• çok yakın bir abimin başından geçenleri aynen alıp rica üzerine paylaşıyorum .

    yaşanan gelişmeler aşağıya editlenmektedir/editlenecektir.

    12.12.2019 tarihli edit :
    olayla ilgili diyarbakır cumhuriyet başsavcılığı’nca yürütülen soruşturma devam etmektedir. biz de süreci anbean takip ediyoruz. soruşturma süreci tamamlandığı an bu başlıkta bütün bilgileri paylaşacağız. 26.07.2019 tarihindeki görüşmemizde tarafımıza 'iç teftişlerini yapacaklarını ve bunun sonucunu ileteceklerini' söyleyen teb yetkililerinden olayın üzerinden 6 ay geçmesine rağmen hiçbir aydınlatıcı bilgi gelmemiştir. bu süreçte bize desteklerini sunmaya devam eden herkese tekrar teşekkürlerimizi sunuyoruz.

    08.08.2019 tarihli edit:
    " 13 gün önce, size de iletmiş olduğumuz görüşmede, 'iç teftişlerini yapacaklarını ve bunun sonucunu ileteceklerini' söyleyen teb yetkililerinden, olayın üzerinden 6 hafta geçmesine rağmen hiçbir aydınlatıcı bilgi gelmemiştir. bu konuda, herhangi bir gelişme olması durumunda sizinle de paylaşıyor olacağız. desteğiniz için teşekkür ederiz."

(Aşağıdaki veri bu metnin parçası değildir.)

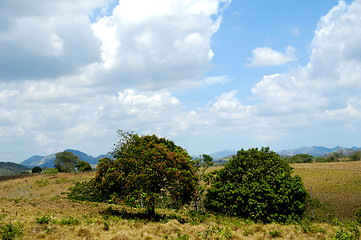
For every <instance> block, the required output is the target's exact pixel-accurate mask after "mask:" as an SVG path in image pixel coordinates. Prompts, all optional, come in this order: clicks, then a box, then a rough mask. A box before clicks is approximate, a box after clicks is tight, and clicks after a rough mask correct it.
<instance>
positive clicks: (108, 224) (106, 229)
mask: <svg viewBox="0 0 361 240" xmlns="http://www.w3.org/2000/svg"><path fill="white" fill-rule="evenodd" d="M109 229H110V222H109V221H108V220H104V230H105V231H108V230H109Z"/></svg>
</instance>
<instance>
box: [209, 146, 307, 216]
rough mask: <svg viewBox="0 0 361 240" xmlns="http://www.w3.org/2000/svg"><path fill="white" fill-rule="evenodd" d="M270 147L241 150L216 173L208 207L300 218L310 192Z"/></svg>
mask: <svg viewBox="0 0 361 240" xmlns="http://www.w3.org/2000/svg"><path fill="white" fill-rule="evenodd" d="M291 173H292V168H291V167H290V166H289V165H288V164H287V163H286V162H285V161H283V160H282V159H280V157H279V155H278V154H276V153H275V152H273V151H270V150H269V148H262V149H261V150H258V149H257V148H255V149H254V148H252V149H249V150H247V151H246V150H243V149H242V150H240V151H238V153H237V154H236V155H235V156H233V158H232V159H231V160H230V161H229V163H228V164H226V165H225V167H224V168H223V169H221V170H220V171H218V172H216V173H215V179H214V182H213V183H212V185H211V187H210V188H209V189H208V192H207V194H206V199H205V203H204V204H205V207H206V208H207V209H209V210H211V211H214V212H218V213H224V214H227V215H231V216H239V217H243V218H249V219H252V220H254V221H261V222H273V221H276V222H286V221H293V220H298V219H300V218H301V217H302V215H303V214H304V211H305V208H306V196H307V192H306V190H305V188H304V186H303V183H302V180H301V178H300V177H299V176H295V177H292V176H291Z"/></svg>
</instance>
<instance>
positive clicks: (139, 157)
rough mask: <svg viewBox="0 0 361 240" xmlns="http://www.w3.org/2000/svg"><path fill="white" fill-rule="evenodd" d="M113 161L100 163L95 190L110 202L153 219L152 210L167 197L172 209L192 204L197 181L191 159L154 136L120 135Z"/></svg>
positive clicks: (132, 134) (172, 142) (98, 167)
mask: <svg viewBox="0 0 361 240" xmlns="http://www.w3.org/2000/svg"><path fill="white" fill-rule="evenodd" d="M119 135H120V140H119V143H118V144H116V150H115V154H114V157H115V158H116V159H115V160H113V159H108V158H104V159H101V160H100V161H99V164H98V167H97V173H96V176H95V179H94V182H95V186H96V187H97V188H98V189H99V190H100V191H101V192H102V194H104V196H107V197H108V198H110V199H112V200H113V201H124V202H126V203H128V204H130V205H133V206H144V207H145V208H146V209H147V213H148V215H149V216H155V206H156V203H157V202H159V201H160V200H161V199H163V198H167V197H169V198H170V200H171V202H172V205H173V206H174V207H180V206H182V205H183V204H185V203H189V202H190V201H191V200H192V196H194V193H195V191H196V183H197V177H196V175H195V173H194V169H193V164H192V161H191V157H190V156H189V155H188V153H187V152H186V151H185V150H184V149H182V148H181V147H179V146H177V145H175V143H174V142H173V141H170V140H168V139H165V138H158V137H157V136H155V135H151V136H150V135H147V136H138V135H137V134H133V133H125V132H122V131H119Z"/></svg>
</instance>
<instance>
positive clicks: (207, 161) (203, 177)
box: [193, 154, 213, 211]
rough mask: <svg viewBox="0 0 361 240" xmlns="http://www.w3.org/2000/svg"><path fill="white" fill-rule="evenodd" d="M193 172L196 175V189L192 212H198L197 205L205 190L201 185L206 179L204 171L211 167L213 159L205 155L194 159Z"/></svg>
mask: <svg viewBox="0 0 361 240" xmlns="http://www.w3.org/2000/svg"><path fill="white" fill-rule="evenodd" d="M193 162H194V170H195V173H196V175H197V178H198V181H197V187H196V192H195V194H194V199H193V201H194V210H195V211H198V208H199V203H200V202H201V200H202V197H203V194H204V191H205V190H206V188H205V186H204V185H202V182H203V183H204V181H205V179H206V174H205V173H206V171H207V169H208V168H209V167H210V166H212V165H213V158H212V157H211V156H209V155H207V154H202V156H201V157H200V158H196V159H194V161H193Z"/></svg>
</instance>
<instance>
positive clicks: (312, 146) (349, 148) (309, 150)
mask: <svg viewBox="0 0 361 240" xmlns="http://www.w3.org/2000/svg"><path fill="white" fill-rule="evenodd" d="M349 149H352V150H354V151H357V150H361V148H359V147H352V148H342V147H340V146H337V147H334V148H327V147H323V146H312V147H301V148H297V149H291V150H283V151H280V152H278V153H279V154H280V155H284V156H293V155H296V154H309V155H312V156H324V155H325V154H328V153H331V152H336V151H341V152H343V151H346V150H349Z"/></svg>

    26.07.2019 tarihli edit:

    ”sevgili sözlük, elimizde aklınızdaki soru işaretlerini giderecek birçok belge bulunmasına rağmen tekrar belirtiyorum ki halihazırda devam eden savcılık soruşturma süreci nedeniyle bunları paylaşamamaktayım. nitekim bunlar zaten sır değil savcılık dosyasında olan belgelerdir ve tarafımızda birer örnekleri bulunmaktadır.

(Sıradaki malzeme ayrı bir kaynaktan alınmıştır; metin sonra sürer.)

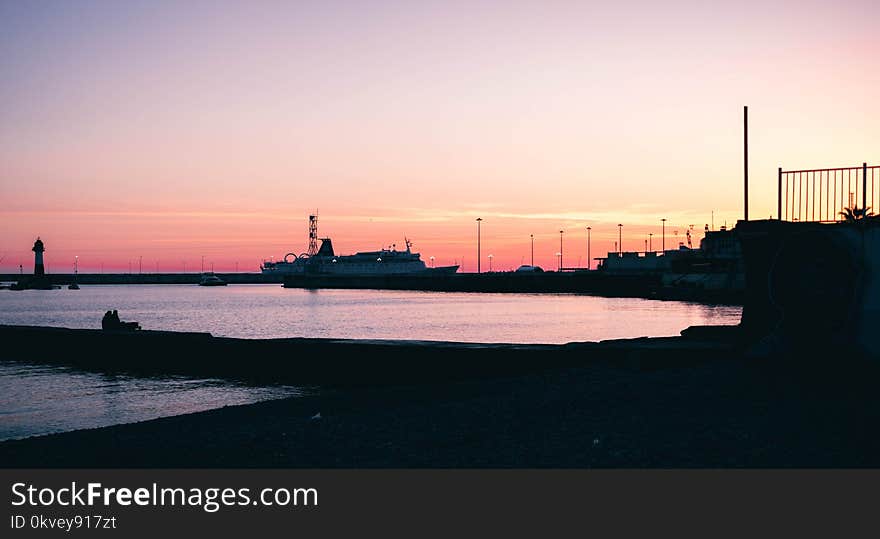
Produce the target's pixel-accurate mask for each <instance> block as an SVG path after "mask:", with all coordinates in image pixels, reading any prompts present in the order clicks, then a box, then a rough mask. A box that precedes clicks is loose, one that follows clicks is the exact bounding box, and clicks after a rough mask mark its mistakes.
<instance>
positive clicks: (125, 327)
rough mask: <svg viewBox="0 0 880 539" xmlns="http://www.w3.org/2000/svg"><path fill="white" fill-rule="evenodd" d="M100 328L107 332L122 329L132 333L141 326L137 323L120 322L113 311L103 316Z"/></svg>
mask: <svg viewBox="0 0 880 539" xmlns="http://www.w3.org/2000/svg"><path fill="white" fill-rule="evenodd" d="M101 327H102V328H104V329H107V330H120V329H124V330H127V331H134V330H136V329H141V325H140V324H138V323H137V322H123V321H122V320H120V319H119V313H118V312H117V311H116V309H114V310H113V311H107V312H106V313H105V314H104V318H103V319H102V320H101Z"/></svg>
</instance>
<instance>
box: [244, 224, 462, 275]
mask: <svg viewBox="0 0 880 539" xmlns="http://www.w3.org/2000/svg"><path fill="white" fill-rule="evenodd" d="M319 239H320V240H321V247H320V248H318V240H319ZM404 243H405V245H406V249H405V250H398V249H397V245H396V244H394V245H390V246H388V247H387V248H381V249H379V250H378V251H361V252H357V253H355V254H353V255H340V254H337V253H336V251H335V250H334V249H333V242H332V241H331V240H330V238H318V216H317V215H310V216H309V250H308V252H305V253H302V254H300V255H299V256H297V255H295V254H294V253H287V255H285V256H284V259H283V260H280V261H278V262H275V261H263V264H262V265H261V266H260V270H261V272H262V273H263V274H264V275H267V274H268V275H281V276H283V277H289V276H304V275H323V276H339V277H351V276H373V277H375V276H389V275H394V276H412V275H417V276H438V275H449V274H453V273H456V272H457V271H458V265H455V266H442V267H430V268H429V267H428V266H427V265H425V262H424V261H423V260H422V259H421V255H420V254H419V253H416V252H413V250H412V242H411V241H409V239H407V238H404ZM432 266H433V261H432Z"/></svg>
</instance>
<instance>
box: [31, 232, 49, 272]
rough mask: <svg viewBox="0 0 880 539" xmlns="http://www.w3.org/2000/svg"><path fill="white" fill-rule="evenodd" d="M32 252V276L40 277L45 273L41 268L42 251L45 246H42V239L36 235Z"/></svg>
mask: <svg viewBox="0 0 880 539" xmlns="http://www.w3.org/2000/svg"><path fill="white" fill-rule="evenodd" d="M31 250H32V251H33V252H34V276H35V277H42V276H44V275H46V270H45V269H44V268H43V251H45V250H46V249H45V247H43V240H41V239H40V238H39V237H37V241H35V242H34V247H33V249H31Z"/></svg>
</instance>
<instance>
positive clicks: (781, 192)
mask: <svg viewBox="0 0 880 539" xmlns="http://www.w3.org/2000/svg"><path fill="white" fill-rule="evenodd" d="M776 219H777V220H779V221H781V220H782V167H779V184H778V185H777V186H776Z"/></svg>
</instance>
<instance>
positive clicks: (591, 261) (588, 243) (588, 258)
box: [587, 226, 593, 270]
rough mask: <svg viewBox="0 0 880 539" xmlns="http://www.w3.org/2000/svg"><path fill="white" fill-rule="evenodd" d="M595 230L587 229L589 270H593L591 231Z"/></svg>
mask: <svg viewBox="0 0 880 539" xmlns="http://www.w3.org/2000/svg"><path fill="white" fill-rule="evenodd" d="M591 230H593V227H589V226H588V227H587V269H588V270H591V269H593V259H592V258H590V231H591Z"/></svg>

    25.07.2019 (işbu başlık sözlükte oluşturulduktan bir gün sonrası) tarihinde söz konusu şube müdürü şahsımı arayarak genel müdürlükten yetkililerin randevu talebi olduğunu tarafıma iletmesi üzerine; bu talebe olumlu karşılık vererek 26.07.2019 (bu sabah) farklı departmanlardan yetkili 5 kişi ile avukatımın ofisinde bir görüşme gerçekleştirdik.

    olayla ilgili olarak ekşisözlük aracılığı ile kamuoyu yaratıldıktan sonra ( yani olayın öğrenilmesinden tam bir ay sonra) ancak fiili bir banka iç soruşturma sürecine başladıklarını düşünmekle beraber bu görüşmenin; zararımın giderilmesine yönelik somut bir adım atılmasından ziyade şahsımı sakinleştirmek, ortalığı yatıştırmak, oyalamak, zaman kazanmak, olayın gündemden düşürülmesi ve yaşadıkları itibar kaybını minimuma indirebilmek amacıyla gerçekleştirildiğini anlamış bulunmaktayım. kendilerine 32 gündür nerede olduklarını sormam üzerine hiçbir yanıt alamadığımı da önemle belirtirim. bizzat görüşmeye gelen yetkililerin yüzlerine karşı da kendilerini güvenilir bulmadığımı, maddi gerçeğin ortaya çıkarılmasından ziyade olayın kamuoyunda yol açtığı itibar kaybının telafi edilmesine yönelik sıradan bir görüşme olduğunu ifade ettim. görüşmenin belki de tek olumlu yanı da bizzat muhatapların yüzlerine karşı görüşlerimi açıkça beyan etmem oldu.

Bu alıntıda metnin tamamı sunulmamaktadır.